The New Mexico Hospital Association has asked lawmakers to spend $15 million a year on nurse training. New Mexico needs 6,000 more nurses, yet colleges in the state graduate about 1,200 a year, said association President and CEO Troy Clark.
“Even if we had no nurses retire, no nurses leave the profession, no nurses move out of state, it would take us five years to fill our current hole,” he said.
Historically, hospitals have preferred to hire experienced nurses over new graduates, who need on-the-job training. But that’s changing. Seaver, in South Florida, said the hospital system where she works plans to hire 500 new nursing graduates in the next year and a sister system plans to hire 600. “It’s easily double of what we would hire [normally],” she said.

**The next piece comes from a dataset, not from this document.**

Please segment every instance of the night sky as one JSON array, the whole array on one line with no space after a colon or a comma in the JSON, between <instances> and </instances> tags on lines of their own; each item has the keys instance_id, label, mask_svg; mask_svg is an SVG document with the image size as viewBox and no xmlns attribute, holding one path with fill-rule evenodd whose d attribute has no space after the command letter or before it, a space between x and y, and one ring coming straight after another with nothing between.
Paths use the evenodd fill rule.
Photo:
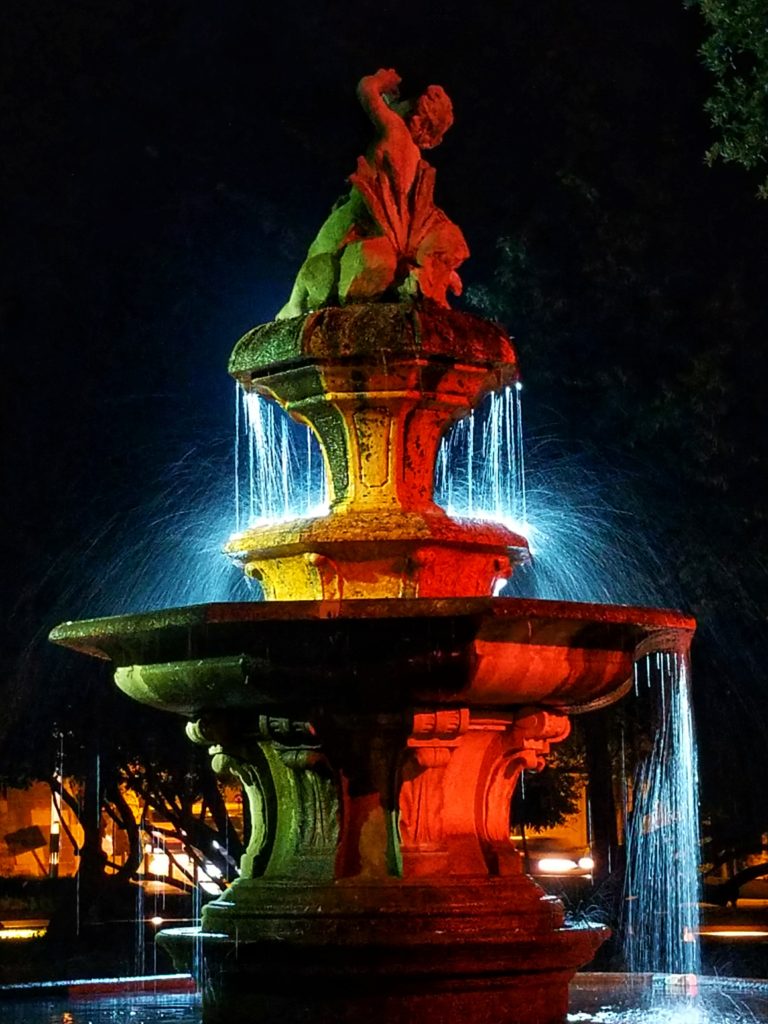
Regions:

Hospitals still need veteran nurses to train all those rookies, however. “We lost the experienced nurses who would serve as their clinical coaches,” Seaver said. Her team is considering new approaches, such as letting one nurse oversee two recent graduates simultaneously.
Nurses and nursing groups say hospital systems also must do more to retain nurses, such as by offering them better compensation, better schedules and a safe working environment.
For instance, Seaver said, hospitals could split the standard 12-hour shift into two six-hour shifts. They could offer nurses approaching retirement shorter shifts performing simpler tasks, such as managing admissions, discharges and transfers. They could reward longtime employees by giving them more control over which weekends and holidays they work.
Drummond said her union, National Nurses United, wants the hospital where she works to bring in additional nurses to cover lunch breaks and improve staffing ratios. Ideally, she said, the North Carolina legislature would mandate minimum nurse-to-patient staffing ratios, as California has done since 2004.
The Midwest-based nurse decided to become a travel nurse in March 2020 in part because of the high pay. But she’s now so burned out she’s planning to quit. She said she’s been talking to a therapist and taking anti-anxiety medication to manage her stress, and she cut back to working three days a week.
She said she’d like to switch to cosmetic nursing. That might involve injecting Botox in a private office, rather than monitoring a patient’s heart rate in a COVID-19 intensive care unit.
“Whenever I tell people that, every single person is interested,” she said of fellow bedside nurses. “Because every single person is trying to look for an out from this.”
Sophie Quinton is a staff writer at Stateline.